Como você avalia a função da CPI da Covid?
São investigações que têm revelado muita coisa sobre o funcionamento do governo, sobretudo a corrupção das vacinas. Acho que é uma CPI que já abalou a estrutura de apoio ao presidente, inclusive, chegou às Forças Armadas, com muitos oficiais que estão envolvidos nas investigações e denúncias. Acho que até demorou para começar. Os efeitos estão se fazendo sentir.
Nunca existiu ou vai existir pena para políticos que estressam a população?
A grande pena é o poder do eleitor em escolher ou rejeitar determinados líderes políticos.
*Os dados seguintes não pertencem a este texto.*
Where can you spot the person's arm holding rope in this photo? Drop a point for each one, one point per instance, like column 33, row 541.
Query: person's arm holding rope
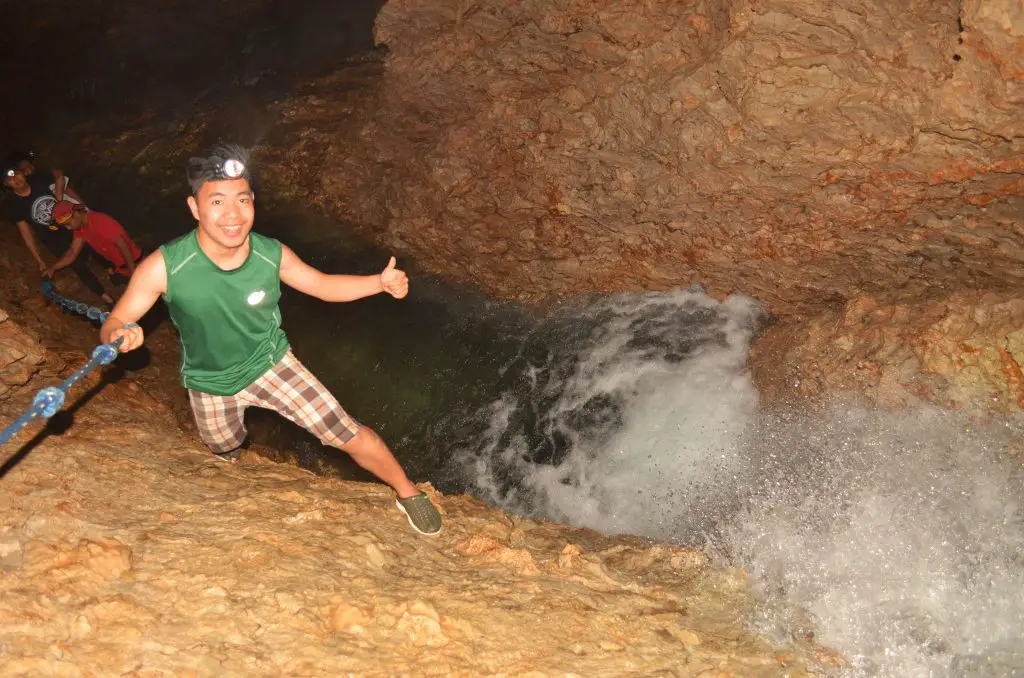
column 67, row 259
column 145, row 287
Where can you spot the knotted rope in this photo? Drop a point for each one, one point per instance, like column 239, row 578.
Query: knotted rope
column 49, row 400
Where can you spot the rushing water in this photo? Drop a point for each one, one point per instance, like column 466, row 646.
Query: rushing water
column 896, row 537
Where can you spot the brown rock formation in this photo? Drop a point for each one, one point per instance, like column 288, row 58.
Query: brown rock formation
column 812, row 156
column 792, row 151
column 822, row 158
column 124, row 549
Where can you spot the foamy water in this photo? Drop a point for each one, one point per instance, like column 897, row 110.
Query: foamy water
column 896, row 537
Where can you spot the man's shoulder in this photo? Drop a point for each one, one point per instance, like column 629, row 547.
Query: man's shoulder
column 265, row 247
column 180, row 247
column 264, row 241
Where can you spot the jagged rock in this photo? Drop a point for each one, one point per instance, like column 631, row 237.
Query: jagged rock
column 125, row 548
column 961, row 351
column 20, row 357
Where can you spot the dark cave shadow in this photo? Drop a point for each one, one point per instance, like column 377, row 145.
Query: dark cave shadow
column 60, row 422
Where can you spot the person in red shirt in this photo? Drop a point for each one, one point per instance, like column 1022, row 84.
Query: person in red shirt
column 98, row 230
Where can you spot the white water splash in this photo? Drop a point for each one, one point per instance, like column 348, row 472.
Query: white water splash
column 900, row 535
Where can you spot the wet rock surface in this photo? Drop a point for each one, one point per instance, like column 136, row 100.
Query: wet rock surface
column 813, row 157
column 127, row 550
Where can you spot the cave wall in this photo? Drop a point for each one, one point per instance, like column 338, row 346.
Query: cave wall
column 799, row 152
Tem essa interrogação de como a pandemia vai mudar esse quadro, como os eleitores vão recompensar ou punir o desempenho dos políticos na pandemia. Só o futuro dirá.
E o Rio?
Acho que está bem na comparação nacional – muitas pessoas já foram vacinadas, e o Eduardo Paes é um prefeito que está no terceiro mandato, conhece muito bem as questões administrativas da cidade, tem uma base de apoio expressiva na Câmara dos Vereadores. Diria que, entre as grandes cidades brasileiras, estamos avançando bem.
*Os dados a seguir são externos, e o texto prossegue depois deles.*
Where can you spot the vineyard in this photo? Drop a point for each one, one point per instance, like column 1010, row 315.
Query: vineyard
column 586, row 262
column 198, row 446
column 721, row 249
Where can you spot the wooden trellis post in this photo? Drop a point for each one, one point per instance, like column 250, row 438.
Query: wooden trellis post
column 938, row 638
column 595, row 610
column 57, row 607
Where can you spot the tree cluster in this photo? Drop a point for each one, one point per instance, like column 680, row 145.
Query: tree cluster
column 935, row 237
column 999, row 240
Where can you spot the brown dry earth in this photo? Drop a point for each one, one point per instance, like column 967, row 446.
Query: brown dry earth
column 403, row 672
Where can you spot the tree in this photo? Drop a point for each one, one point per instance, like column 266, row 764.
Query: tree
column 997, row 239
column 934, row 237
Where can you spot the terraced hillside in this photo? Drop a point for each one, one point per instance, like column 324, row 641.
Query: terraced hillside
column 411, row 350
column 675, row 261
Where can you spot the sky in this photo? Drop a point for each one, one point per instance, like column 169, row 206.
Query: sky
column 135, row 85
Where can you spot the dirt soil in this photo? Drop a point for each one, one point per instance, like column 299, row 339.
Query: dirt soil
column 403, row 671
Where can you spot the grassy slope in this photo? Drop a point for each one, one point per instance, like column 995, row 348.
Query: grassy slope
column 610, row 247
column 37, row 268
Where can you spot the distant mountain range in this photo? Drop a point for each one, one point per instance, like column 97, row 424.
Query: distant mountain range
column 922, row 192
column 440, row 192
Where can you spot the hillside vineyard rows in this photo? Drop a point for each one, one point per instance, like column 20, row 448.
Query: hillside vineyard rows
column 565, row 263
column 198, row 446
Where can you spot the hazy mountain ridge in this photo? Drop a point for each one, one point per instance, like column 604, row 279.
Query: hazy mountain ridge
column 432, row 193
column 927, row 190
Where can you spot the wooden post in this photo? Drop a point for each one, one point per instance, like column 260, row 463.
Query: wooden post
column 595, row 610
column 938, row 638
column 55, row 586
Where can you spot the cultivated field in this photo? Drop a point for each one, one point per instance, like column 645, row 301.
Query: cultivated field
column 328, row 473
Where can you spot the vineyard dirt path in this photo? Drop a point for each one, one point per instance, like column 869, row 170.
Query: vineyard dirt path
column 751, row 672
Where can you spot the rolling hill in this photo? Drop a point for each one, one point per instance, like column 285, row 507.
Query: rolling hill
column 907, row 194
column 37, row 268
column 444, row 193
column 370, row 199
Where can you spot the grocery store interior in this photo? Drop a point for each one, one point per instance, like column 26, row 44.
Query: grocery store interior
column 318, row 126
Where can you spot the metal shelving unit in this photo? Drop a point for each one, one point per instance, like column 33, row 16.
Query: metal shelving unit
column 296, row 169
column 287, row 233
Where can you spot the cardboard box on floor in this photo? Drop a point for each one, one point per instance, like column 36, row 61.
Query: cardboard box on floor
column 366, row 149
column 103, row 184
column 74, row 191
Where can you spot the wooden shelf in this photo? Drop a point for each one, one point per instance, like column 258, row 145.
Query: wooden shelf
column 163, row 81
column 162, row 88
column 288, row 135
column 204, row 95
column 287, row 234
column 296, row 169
numero:13 Qual o possível cenário em 2022?
Até lá, estamos tentando entender o que acontece, já que, a cada dia, tem uma crise nova. Estou muito preocupado com o Brasil. Infelizmente, o que estamos enfrentando é uma crise para ser resolvida em muitos anos. Confesso que estou num momento saudosista, pensando muito mais no passado, nas coisas boas que vivi, do que no futuro, que está me parecendo um momento de muitos desafios, muitas dificuldades e incertezas. Mas estou na expectativa de que vamos fazer uma transição para fora da pandemia nos próximos meses, que voltemos para uma vida normal em fevereiro, março de 2022, e que resolveremos todas essas dúvidas, incluindo uma resposta sobre o que vai acontecer com a variante Delta. Estou sentindo falta de pequenas alegrias cotidianas, como o trabalho, a convivência com os amigos, de circular pela cidade.
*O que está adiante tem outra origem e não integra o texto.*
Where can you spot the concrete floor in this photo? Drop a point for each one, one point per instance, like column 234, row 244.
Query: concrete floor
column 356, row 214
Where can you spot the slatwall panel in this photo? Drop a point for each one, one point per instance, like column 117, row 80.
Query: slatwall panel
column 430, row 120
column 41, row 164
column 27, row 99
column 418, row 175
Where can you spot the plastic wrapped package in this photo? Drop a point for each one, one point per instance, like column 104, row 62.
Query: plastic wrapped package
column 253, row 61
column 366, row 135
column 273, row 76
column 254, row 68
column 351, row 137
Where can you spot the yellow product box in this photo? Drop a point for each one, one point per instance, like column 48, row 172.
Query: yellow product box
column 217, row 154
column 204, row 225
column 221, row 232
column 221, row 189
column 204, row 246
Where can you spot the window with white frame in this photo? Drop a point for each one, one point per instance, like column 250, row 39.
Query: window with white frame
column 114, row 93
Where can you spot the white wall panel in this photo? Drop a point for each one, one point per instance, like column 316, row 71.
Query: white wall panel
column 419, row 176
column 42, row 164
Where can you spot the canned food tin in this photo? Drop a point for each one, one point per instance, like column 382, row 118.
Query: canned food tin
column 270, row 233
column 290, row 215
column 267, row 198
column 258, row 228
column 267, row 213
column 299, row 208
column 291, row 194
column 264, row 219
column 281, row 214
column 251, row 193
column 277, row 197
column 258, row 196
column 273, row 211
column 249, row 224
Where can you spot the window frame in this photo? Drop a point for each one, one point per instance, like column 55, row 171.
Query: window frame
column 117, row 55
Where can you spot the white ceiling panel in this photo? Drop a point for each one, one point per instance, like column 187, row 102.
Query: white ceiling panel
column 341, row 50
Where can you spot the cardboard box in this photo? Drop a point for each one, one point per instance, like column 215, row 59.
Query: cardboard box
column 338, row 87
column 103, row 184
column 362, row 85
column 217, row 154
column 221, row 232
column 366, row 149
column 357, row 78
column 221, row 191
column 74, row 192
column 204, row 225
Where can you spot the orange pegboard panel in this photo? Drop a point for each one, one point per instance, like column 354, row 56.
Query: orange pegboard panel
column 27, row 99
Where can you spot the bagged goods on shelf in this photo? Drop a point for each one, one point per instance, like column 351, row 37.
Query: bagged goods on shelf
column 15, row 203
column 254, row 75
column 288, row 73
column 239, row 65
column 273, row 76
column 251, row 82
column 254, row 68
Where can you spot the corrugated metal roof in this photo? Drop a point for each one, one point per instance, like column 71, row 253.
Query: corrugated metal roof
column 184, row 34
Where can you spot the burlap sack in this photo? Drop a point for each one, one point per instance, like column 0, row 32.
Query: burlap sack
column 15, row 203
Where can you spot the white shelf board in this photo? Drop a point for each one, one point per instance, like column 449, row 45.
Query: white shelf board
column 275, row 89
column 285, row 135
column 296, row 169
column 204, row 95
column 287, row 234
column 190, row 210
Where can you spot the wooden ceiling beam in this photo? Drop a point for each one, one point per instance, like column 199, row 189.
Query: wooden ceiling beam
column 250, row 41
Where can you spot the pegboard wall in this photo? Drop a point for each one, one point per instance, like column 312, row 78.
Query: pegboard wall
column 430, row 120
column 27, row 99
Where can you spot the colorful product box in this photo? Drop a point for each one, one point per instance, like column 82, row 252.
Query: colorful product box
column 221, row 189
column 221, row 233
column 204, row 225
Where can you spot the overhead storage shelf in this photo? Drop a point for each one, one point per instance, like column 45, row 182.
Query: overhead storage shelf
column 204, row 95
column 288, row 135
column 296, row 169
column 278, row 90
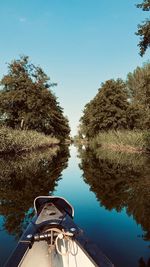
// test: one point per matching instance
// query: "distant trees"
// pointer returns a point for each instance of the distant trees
(107, 110)
(119, 105)
(144, 29)
(26, 100)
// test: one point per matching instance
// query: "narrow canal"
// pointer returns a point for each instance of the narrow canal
(110, 195)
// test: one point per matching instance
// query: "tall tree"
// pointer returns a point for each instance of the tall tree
(144, 29)
(107, 110)
(26, 100)
(138, 84)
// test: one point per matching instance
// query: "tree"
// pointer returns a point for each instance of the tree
(107, 110)
(26, 100)
(138, 84)
(144, 29)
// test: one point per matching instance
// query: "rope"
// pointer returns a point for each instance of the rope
(62, 235)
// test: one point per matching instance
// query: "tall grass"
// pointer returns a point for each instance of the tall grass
(129, 141)
(17, 141)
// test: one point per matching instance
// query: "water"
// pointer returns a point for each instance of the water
(110, 194)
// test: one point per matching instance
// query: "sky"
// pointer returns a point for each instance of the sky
(78, 43)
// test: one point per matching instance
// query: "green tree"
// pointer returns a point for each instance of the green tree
(26, 100)
(144, 29)
(107, 110)
(138, 84)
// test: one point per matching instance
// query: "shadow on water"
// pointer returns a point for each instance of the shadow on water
(24, 178)
(120, 180)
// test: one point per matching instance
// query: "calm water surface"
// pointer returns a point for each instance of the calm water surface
(110, 194)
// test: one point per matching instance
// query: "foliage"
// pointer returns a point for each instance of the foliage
(138, 84)
(107, 110)
(129, 141)
(27, 102)
(16, 141)
(144, 29)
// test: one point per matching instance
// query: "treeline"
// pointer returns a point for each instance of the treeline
(119, 105)
(27, 101)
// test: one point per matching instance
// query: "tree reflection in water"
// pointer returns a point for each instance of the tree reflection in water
(24, 178)
(119, 181)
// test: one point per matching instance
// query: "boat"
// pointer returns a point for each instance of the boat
(52, 239)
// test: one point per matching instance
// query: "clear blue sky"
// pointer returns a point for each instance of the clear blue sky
(78, 43)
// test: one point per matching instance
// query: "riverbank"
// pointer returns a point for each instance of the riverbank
(123, 141)
(18, 141)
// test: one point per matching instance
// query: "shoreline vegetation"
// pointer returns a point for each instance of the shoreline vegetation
(14, 141)
(123, 141)
(119, 141)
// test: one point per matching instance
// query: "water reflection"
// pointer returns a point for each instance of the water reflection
(119, 181)
(142, 263)
(24, 178)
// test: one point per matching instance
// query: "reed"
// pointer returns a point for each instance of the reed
(128, 141)
(17, 141)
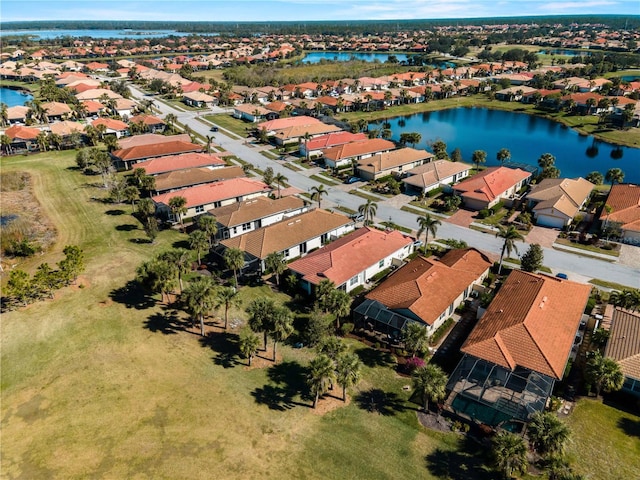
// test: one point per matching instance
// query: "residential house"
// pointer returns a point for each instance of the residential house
(518, 349)
(201, 198)
(355, 151)
(170, 163)
(435, 174)
(293, 237)
(556, 201)
(314, 146)
(624, 347)
(491, 186)
(242, 217)
(351, 261)
(394, 162)
(624, 204)
(425, 291)
(189, 177)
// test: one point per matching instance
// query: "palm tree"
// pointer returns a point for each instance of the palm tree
(348, 366)
(416, 338)
(281, 327)
(547, 433)
(604, 373)
(178, 206)
(249, 343)
(280, 180)
(209, 225)
(227, 297)
(430, 382)
(510, 453)
(503, 155)
(510, 234)
(428, 224)
(199, 297)
(198, 241)
(318, 192)
(368, 211)
(234, 259)
(321, 376)
(275, 263)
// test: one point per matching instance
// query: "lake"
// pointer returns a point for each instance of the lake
(13, 97)
(526, 136)
(49, 34)
(315, 57)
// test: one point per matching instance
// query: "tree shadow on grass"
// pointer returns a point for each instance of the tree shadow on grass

Existe chance de Bolsonaro se reeleger?
Muito difícil. A popularidade dele está em 25% e acho que ele tem até a possibilidade de perder no primeiro turno, o que seria uma coisa inédita para um presidente tentando a reeleição. O risco maior é que ele não aceite uma eventual derrota e crie um cenário de instabilidade e violência política, usando o artifício do voto fraudado e colocando militares e policiais nas ruas, essa base de apoio dele, e poderíamos ter um cenário desastroso.
E o Lula, tem chances?
Eu estava muito cético com a possibilidade da volta do Lula, mas foi impressionante ver como a rejeição diminuiu e como pessoas que eram críticas a ele ou ao PT passaram a apoiá-lo, porque acham que ele é a saída para que a gente se livre do Bolsonaro. Tenho visto isso no meu ciclo de amigos, família, do pessoal que odiava o PT, mas que vão votar no Lula não de fato que tenham mudado sua opinião sobre ele, mas que esse seria o voto de rejeição ao Bolsonaro. Isso ficou algo muito forte no Brasil. Ele é favorito para 2022, entendeu esse jogo, vem tentando se preservar, não tem falado muito nem entrado nas questões políticas porque está esperando 2022. Esse voto de rejeição foi o mesmo que elegeu Bolsonaro em 2018, porque as pessoas estavam cansadas do sistema político tradicional, mas esse voto acaba gerando uma liderança política muito frágil — seria melhor votar em políticos nos quais de fato as pessoas acreditam.